The McGovernites did a coup on the various state conventions and made them solidly their followers, freezing out the elected officials from the delegations. The super delegate system was a reaction to that.
Le Taz Hot
(22,271 posts)I've ever seen. The Wikipedia article is terrible and terribly confusing. Yours is the most concise and ACCURATE account I've ever seen. You need to post this as an OP. Good job ma'am/sir.
HereSince1628
(36,063 posts)and for their greatness were anointed by Shelia to be Super-delegates.
This created the Third-race of democrats, who are worshipped by mortals, who usually on proclaimed Tuesdays approach ground blessedly known as "The Polls" (not to be confused with Festivus Poles) to cast ballots (now often digital) representing assent of the lowly common people of the Third-Way to be governed by their Betters (not to be confused with Beaters, we haven't had beaters since Maynard G. Krebs' bongo drums were tossed in the trash by Mr Gillis).
sibelian
(7,804 posts)by the Guardians of Good Sense and My Goodness We Really Need to Keep Things in Perspective Round These Here Parts.
sibelian
(7,804 posts)I'm not joking. It sounds satirical.
HereSince1628
(36,063 posts)This Land Was Made For You and Me.
It seems the DNC delegates are significantly older than hippies
AgingAmerican
(12,958 posts)When your ideas cannot carry you through.
sibelian
(7,804 posts)Sounds like a recipe for anti-democratic malarkeys of all shapes and kinds to me...
Agnosticsherbet
(11,619 posts)Florida and Michigan were seated at the convention, but with only one-half vote each, because of their states' violations of scheduling rules.
In 2004:
Carol Moseley Braun Wesley Clark Howard Dean (53) John Edwards (23) Richard Gephardt John Kerry (381) Dennis Kucinich (2) Joseph Lieberman Al Sharpton (5)
John Kerry won 2573 total, so it did not affect election.
For these elections I could not find superdelegate total, but the margins show they had no affect.
2000, could not find superdelegate data, but Gore won 3,007 (85.16%) 522 (14.78%)
In 1992, Clinton (3,372) Brown (596) Tsongas (289) - Not a factor
1988 Dukakis (1,792) Jackson (1,023) Gore (374) Gephardt (137) Simon 161 - Not a factor.
I tried to get more information, but it is not easy to find, and superdelegate totals are just nonexistent.
The chance of them having any affect on the election is quite remote.
Also, they can change their votes if they want.
sibelian
(7,804 posts)Okidokey.
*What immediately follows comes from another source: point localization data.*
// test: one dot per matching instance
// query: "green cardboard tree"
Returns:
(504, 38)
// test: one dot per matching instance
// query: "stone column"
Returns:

I still don't see what they're for...
MohRokTah
(15,429 posts)If somebody could not reach that via committed delegates on the first ballot, the super delegates would tip the balance.
Adrahil
(13,340 posts)Since party primary processes are not actually part of the official electoral process, but are established by parties to determine their nominee, it is not surprising that the party has some processes intended to ensure the party leadership has some influence over who the nominee is in cases of tight delegate counts.
TheKentuckian
(25,020 posts)If the money, influence, excluding as many as possible in all practical application from the decision making, process, and the bought media don't give an acceptable to power result and it is anywhere near close (this could mean even double digits) then they have one last trick in the bag before they really have to get nasty to maitain order.